The Real Chase Utley

After two injury-marred seasons that had even his wife wondering if his career was finished, the most admired Phillie of his era says he's back to being his old self. Which raises the question: Who is that, exactly?

Denny Mayfield could see him peeking out through his front window. Little Chase lived across Ashbrook Avenue in Long Beach—a middle-class enclave of ranchers. He was about six years old, a spritz of a kid, an intense watcher. Denny told his son Dane, a year younger than Chase, to knock on the door and see if Chase wanted to play. The game was wiffle ball.

Even then, Chase’s swing was fast. Which was good, because Denny would stand some 20 feet away and fire. “Show me what you got,” Denny would demand. Other neighborhood kids started coming; grown-ups would watch from their porches.

Chase was still shy, a little timid. But that ended fast—the game brought something else out of him. You were out if Denny hit you with the ball before you made it to a certain tree. He threw hard, too—the kids would get welts. You could yell “Mercy” so Denny wouldn’t throw at you, though that meant you were out. Chase never did.

Somebody would always cry, and Denny would make that kid sit on his porch until he calmed down. But Chase never did that, either, though he would slide into that tree-base like it was a lifeline. Even his sister Taylor, seven years younger, has never seen Chase cry. Never.

“I’ve never seen him get that emotional about anything,” she says. “He’s always been pretty calm and composed.” And wickedly impish, even as a kid. Chase and Taylor came home from school one day and Otto, their pet tortoise, had flipped over and baked to death in the sun. Taylor freaked out. “It’s going to be okay,” her big brother told her. Really? she sniffed. How? “Tonight we can have turtle soup.”

He was the kind of kid who kept moving, and he still can’t sit still. Chase never melts into a book. Even on vacation, he’s got to get a massage or work out or hit golf balls. Do something.

If he needed to work off some steam as a kid, Chase would hit the local batting cages.
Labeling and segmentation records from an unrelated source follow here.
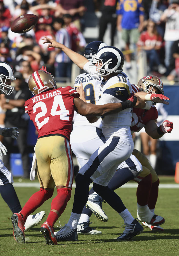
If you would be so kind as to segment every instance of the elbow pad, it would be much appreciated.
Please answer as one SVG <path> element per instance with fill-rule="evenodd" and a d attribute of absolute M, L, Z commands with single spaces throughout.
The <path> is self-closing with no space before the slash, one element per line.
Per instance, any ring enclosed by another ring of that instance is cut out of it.
<path fill-rule="evenodd" d="M 152 106 L 152 101 L 145 101 L 146 103 L 146 105 L 144 108 L 143 108 L 142 109 L 150 109 Z"/>

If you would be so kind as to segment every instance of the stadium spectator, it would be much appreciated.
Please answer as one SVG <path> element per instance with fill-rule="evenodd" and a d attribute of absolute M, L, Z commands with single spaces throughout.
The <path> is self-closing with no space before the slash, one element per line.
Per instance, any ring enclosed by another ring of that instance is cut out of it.
<path fill-rule="evenodd" d="M 26 0 L 23 0 L 19 7 L 15 9 L 13 14 L 13 19 L 15 19 L 21 15 L 24 15 L 29 13 L 29 5 Z"/>
<path fill-rule="evenodd" d="M 9 54 L 9 49 L 7 47 L 0 48 L 0 61 L 11 65 L 12 59 Z"/>
<path fill-rule="evenodd" d="M 103 38 L 108 24 L 111 25 L 110 29 L 110 45 L 114 45 L 114 37 L 116 28 L 117 15 L 116 11 L 117 0 L 103 0 L 101 9 L 102 15 L 99 21 L 99 40 L 103 41 Z"/>
<path fill-rule="evenodd" d="M 70 14 L 75 25 L 81 30 L 80 18 L 86 10 L 84 0 L 56 0 L 56 2 L 58 4 L 56 16 L 62 17 L 64 14 Z"/>
<path fill-rule="evenodd" d="M 7 27 L 3 27 L 1 28 L 0 36 L 0 45 L 1 47 L 6 47 L 10 49 L 13 41 L 10 40 L 8 37 L 8 28 Z"/>
<path fill-rule="evenodd" d="M 149 12 L 149 18 L 155 22 L 156 25 L 157 32 L 162 38 L 165 32 L 165 24 L 162 22 L 160 18 L 163 12 L 167 8 L 166 1 L 163 0 L 153 0 Z"/>
<path fill-rule="evenodd" d="M 135 45 L 143 29 L 144 16 L 142 2 L 134 0 L 129 3 L 128 0 L 118 0 L 116 8 L 117 28 L 121 31 L 127 50 L 129 49 L 130 43 Z M 129 69 L 131 68 L 130 55 L 127 54 L 125 56 L 125 66 L 127 69 Z"/>
<path fill-rule="evenodd" d="M 175 60 L 175 68 L 167 76 L 167 80 L 171 81 L 179 81 L 179 40 L 175 41 L 172 47 L 172 55 Z"/>
<path fill-rule="evenodd" d="M 53 27 L 57 31 L 55 35 L 56 41 L 63 43 L 68 48 L 71 48 L 71 40 L 68 32 L 65 28 L 62 28 L 64 21 L 61 18 L 55 18 L 53 20 Z M 72 62 L 70 59 L 62 51 L 55 49 L 52 52 L 55 60 L 55 76 L 58 77 L 71 77 Z M 61 81 L 63 81 L 60 80 Z"/>
<path fill-rule="evenodd" d="M 162 46 L 162 40 L 157 31 L 156 25 L 150 20 L 148 22 L 147 31 L 142 32 L 137 42 L 138 46 L 145 51 L 149 62 L 150 72 L 154 71 L 155 65 L 157 65 L 159 72 L 164 74 L 166 68 L 161 63 L 159 51 Z"/>
<path fill-rule="evenodd" d="M 29 178 L 29 166 L 27 142 L 27 131 L 29 119 L 24 113 L 24 105 L 25 101 L 31 97 L 31 94 L 22 74 L 16 72 L 14 76 L 16 79 L 14 82 L 14 90 L 10 95 L 6 95 L 1 99 L 3 108 L 6 110 L 5 124 L 5 127 L 15 127 L 18 129 L 19 136 L 17 140 L 17 144 L 21 155 L 23 177 Z M 8 152 L 6 155 L 4 156 L 3 161 L 8 169 L 10 170 L 9 155 L 12 152 L 12 139 L 4 137 L 4 143 Z"/>
<path fill-rule="evenodd" d="M 172 69 L 172 49 L 174 42 L 179 40 L 179 0 L 171 0 L 168 8 L 165 10 L 160 20 L 165 21 L 165 64 L 168 74 Z"/>

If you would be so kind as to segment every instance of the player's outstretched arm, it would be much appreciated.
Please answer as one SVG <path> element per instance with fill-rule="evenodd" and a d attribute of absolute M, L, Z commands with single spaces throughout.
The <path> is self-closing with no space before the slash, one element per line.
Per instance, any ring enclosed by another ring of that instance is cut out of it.
<path fill-rule="evenodd" d="M 133 94 L 131 95 L 128 100 L 121 103 L 95 105 L 86 103 L 81 99 L 75 98 L 74 103 L 75 110 L 82 115 L 96 116 L 109 115 L 122 111 L 126 108 L 132 108 L 135 105 L 137 100 L 137 98 Z"/>
<path fill-rule="evenodd" d="M 48 44 L 47 46 L 49 47 L 54 47 L 58 49 L 60 49 L 64 52 L 75 64 L 80 68 L 83 69 L 85 65 L 88 62 L 88 61 L 85 57 L 84 57 L 79 53 L 74 51 L 66 47 L 64 45 L 57 42 L 53 39 L 51 39 L 47 36 L 44 36 L 42 40 L 44 40 L 43 44 Z"/>
<path fill-rule="evenodd" d="M 170 133 L 173 129 L 173 123 L 165 120 L 158 127 L 155 120 L 149 121 L 145 126 L 147 133 L 153 139 L 159 139 L 164 133 Z"/>
<path fill-rule="evenodd" d="M 18 128 L 12 127 L 12 128 L 4 128 L 0 127 L 0 135 L 2 135 L 5 137 L 11 137 L 13 139 L 17 139 L 17 137 L 19 136 L 19 133 L 17 131 Z"/>

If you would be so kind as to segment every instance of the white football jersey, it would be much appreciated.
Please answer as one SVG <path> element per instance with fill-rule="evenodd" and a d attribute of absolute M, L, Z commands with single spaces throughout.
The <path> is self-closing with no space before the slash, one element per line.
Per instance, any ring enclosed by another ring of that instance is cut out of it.
<path fill-rule="evenodd" d="M 121 73 L 107 81 L 102 81 L 101 92 L 97 105 L 118 103 L 125 101 L 132 92 L 128 77 Z M 106 140 L 111 137 L 127 137 L 131 135 L 132 109 L 102 117 L 102 131 Z"/>
<path fill-rule="evenodd" d="M 87 73 L 78 76 L 75 79 L 74 88 L 76 90 L 82 83 L 83 90 L 86 94 L 86 100 L 88 103 L 96 104 L 98 101 L 100 81 L 96 79 Z M 74 120 L 73 127 L 84 125 L 90 125 L 101 129 L 100 119 L 95 123 L 90 123 L 85 116 L 77 113 Z"/>

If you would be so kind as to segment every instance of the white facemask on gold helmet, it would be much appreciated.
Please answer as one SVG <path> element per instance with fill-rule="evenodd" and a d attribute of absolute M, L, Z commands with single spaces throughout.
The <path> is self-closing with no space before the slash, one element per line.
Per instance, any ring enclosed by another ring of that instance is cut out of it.
<path fill-rule="evenodd" d="M 140 79 L 138 82 L 137 86 L 139 88 L 142 88 L 147 93 L 153 92 L 154 88 L 159 91 L 159 93 L 163 94 L 163 86 L 161 80 L 155 76 L 146 76 Z M 152 86 L 152 88 L 150 88 Z M 155 94 L 156 93 L 155 93 Z"/>

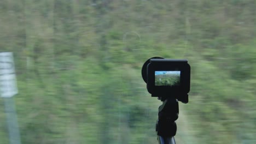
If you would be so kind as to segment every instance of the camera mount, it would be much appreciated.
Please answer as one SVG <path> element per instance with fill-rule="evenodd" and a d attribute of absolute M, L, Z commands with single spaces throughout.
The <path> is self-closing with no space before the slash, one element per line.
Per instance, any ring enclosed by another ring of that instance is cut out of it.
<path fill-rule="evenodd" d="M 176 143 L 178 118 L 178 101 L 188 103 L 190 67 L 185 59 L 164 59 L 155 57 L 148 59 L 142 66 L 142 76 L 153 97 L 162 101 L 158 109 L 156 124 L 158 141 L 160 144 Z"/>

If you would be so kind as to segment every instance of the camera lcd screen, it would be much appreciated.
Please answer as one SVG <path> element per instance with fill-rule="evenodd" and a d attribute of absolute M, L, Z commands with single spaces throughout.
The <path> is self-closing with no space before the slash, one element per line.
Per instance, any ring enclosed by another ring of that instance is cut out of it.
<path fill-rule="evenodd" d="M 179 86 L 181 71 L 155 71 L 155 86 Z"/>

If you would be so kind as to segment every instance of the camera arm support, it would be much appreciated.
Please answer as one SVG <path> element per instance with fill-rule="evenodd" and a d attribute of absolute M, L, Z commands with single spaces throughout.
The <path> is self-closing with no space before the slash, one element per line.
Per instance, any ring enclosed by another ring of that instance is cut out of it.
<path fill-rule="evenodd" d="M 179 105 L 174 98 L 159 98 L 162 101 L 158 109 L 158 119 L 156 124 L 158 140 L 160 144 L 174 144 L 174 136 L 176 134 Z"/>

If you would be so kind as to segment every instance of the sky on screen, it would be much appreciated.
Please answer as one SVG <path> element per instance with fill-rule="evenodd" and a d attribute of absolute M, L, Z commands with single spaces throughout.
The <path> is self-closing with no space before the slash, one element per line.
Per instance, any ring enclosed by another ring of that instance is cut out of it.
<path fill-rule="evenodd" d="M 155 71 L 155 75 L 161 75 L 164 74 L 181 74 L 181 71 Z"/>

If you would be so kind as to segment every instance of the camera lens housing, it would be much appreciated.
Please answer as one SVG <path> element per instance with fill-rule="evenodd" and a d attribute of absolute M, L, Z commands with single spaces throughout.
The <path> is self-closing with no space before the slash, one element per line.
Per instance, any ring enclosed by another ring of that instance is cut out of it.
<path fill-rule="evenodd" d="M 190 66 L 187 60 L 153 57 L 144 64 L 142 75 L 152 97 L 173 97 L 188 103 L 188 99 L 184 98 L 190 86 Z"/>

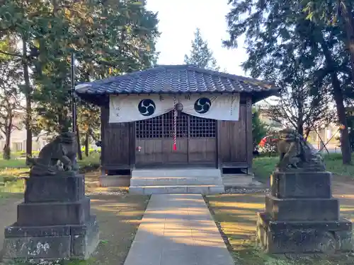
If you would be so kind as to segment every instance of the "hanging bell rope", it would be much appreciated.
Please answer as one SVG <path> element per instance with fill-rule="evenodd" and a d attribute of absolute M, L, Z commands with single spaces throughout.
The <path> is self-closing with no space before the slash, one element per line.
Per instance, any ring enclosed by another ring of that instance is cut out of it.
<path fill-rule="evenodd" d="M 176 138 L 177 135 L 177 110 L 176 108 L 176 96 L 173 97 L 173 150 L 177 150 L 176 144 Z"/>

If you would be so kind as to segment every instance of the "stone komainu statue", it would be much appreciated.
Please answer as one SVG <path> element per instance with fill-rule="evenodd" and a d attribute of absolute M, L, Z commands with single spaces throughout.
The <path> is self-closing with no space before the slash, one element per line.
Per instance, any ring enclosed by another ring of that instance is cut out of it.
<path fill-rule="evenodd" d="M 37 158 L 30 158 L 29 162 L 33 164 L 30 177 L 74 173 L 78 170 L 76 163 L 76 151 L 75 134 L 61 134 L 43 147 Z"/>
<path fill-rule="evenodd" d="M 296 130 L 285 129 L 278 134 L 278 151 L 280 155 L 278 170 L 325 170 L 321 155 Z"/>

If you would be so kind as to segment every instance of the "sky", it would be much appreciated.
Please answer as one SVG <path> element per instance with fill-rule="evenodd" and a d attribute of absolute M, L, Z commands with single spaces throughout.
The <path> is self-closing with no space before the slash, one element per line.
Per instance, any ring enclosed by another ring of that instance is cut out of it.
<path fill-rule="evenodd" d="M 147 9 L 159 12 L 159 30 L 161 33 L 156 49 L 160 52 L 159 64 L 183 64 L 188 54 L 196 28 L 208 42 L 220 71 L 247 76 L 240 64 L 247 55 L 244 39 L 239 48 L 229 49 L 222 41 L 228 37 L 225 16 L 230 10 L 227 0 L 147 0 Z"/>

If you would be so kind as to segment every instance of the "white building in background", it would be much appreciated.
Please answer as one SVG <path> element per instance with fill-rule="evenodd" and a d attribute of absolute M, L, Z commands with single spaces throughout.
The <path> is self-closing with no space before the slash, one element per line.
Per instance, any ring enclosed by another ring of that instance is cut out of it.
<path fill-rule="evenodd" d="M 26 146 L 26 133 L 27 131 L 24 126 L 21 125 L 23 117 L 17 117 L 13 119 L 13 124 L 18 129 L 13 129 L 11 133 L 10 139 L 10 147 L 11 152 L 25 152 Z M 32 138 L 32 151 L 40 151 L 45 146 L 52 136 L 40 135 L 39 136 L 33 136 Z M 0 152 L 2 152 L 5 146 L 6 139 L 5 136 L 0 131 Z"/>

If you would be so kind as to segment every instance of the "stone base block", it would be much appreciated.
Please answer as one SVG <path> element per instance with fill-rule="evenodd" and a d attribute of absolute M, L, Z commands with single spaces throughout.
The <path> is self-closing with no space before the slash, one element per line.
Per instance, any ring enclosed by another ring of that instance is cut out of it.
<path fill-rule="evenodd" d="M 266 253 L 333 254 L 353 250 L 352 223 L 338 221 L 272 221 L 258 213 L 257 239 Z"/>
<path fill-rule="evenodd" d="M 270 176 L 273 196 L 285 198 L 331 197 L 331 173 L 329 172 L 274 172 Z"/>
<path fill-rule="evenodd" d="M 17 206 L 21 226 L 80 225 L 90 216 L 90 199 L 74 202 L 23 203 Z"/>
<path fill-rule="evenodd" d="M 17 223 L 5 228 L 3 261 L 87 259 L 99 242 L 96 216 L 80 225 L 25 227 Z"/>
<path fill-rule="evenodd" d="M 76 201 L 85 196 L 84 175 L 26 179 L 25 203 Z"/>
<path fill-rule="evenodd" d="M 339 218 L 337 199 L 278 199 L 266 196 L 266 212 L 278 221 L 335 221 Z"/>

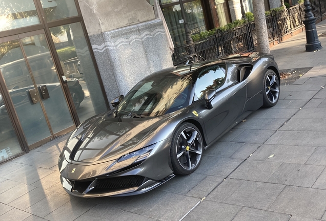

His parents, Dave and Terrell, would spot him 20 bucks, drop him off, tell him to call when he was done. But he wouldn’t call. Finally, Dave would go get him—and there Chase would be, behind the counter working the popcorn machine, or sweeping up balls, in order to get more hitting time.

It took a while for it to sink in—how good he was getting. Dave, a lawyer and once a decent schoolboy athlete himself, wondered if Chase would be able to play in high school. As high-school stardom kicked in, Dave wondered if maybe baseball would grease the skids to c­ollege—Chase was an indifferent student.

A “dorky-punk” guy, his sister Taylor remembers, whose first car in high school was a ’69 Volkswagen Squareback. He proceeded to get it lowered and put two 12-inch woofers in so he could blast Dr. Dre and Tupac and the Dove Shack’s “Summertime in the LBC” all over Long Beach on his way to school in the morning. The low-key silent guy who didn’t give a fuck, which is his favorite word. Maybe that explains the soul patch.

But the skinny punk was also getting bigger and stronger, blasting balls out of Long Beach’s big-league-sized Blair Field, through the heavy night air near the ocean. In the beginning of Chase’s senior season, Dave was sitting with the coaches at the kickoff sports banquet, and the coaches were talking about Chase getting drafted in the first round by some big-league team. “As if it was a fait accompli,” Dave remembers. “I’m like, what? Are you guys insane?” Chase was drafted by the Dodgers in the second round. “That was the moment the world suddenly expanded,” Dave says.

Chase had a decision to make. The Dodgers were prepared to offer him some half a million dollars. Should he take it, leap right to pro ball, or go to college first and then go pro? He agonized privately, then, in typical Chase offhand fashion, came in the back door of his home the Friday night before he had to decide and announced to his parents, “I’ve decided not to.” Not to sign. He was going to UCLA; the Phillies drafted him after his junior year.

Dave Utley thinks it all started across the street, during those wiffle-ball games: “He found something he loved to do more than anything else. And I honestly believe a big part of Chase’s toughness as a player, and the foundation of his competitiveness, began right there.” With Denny Mayfield firing wiffle balls at him.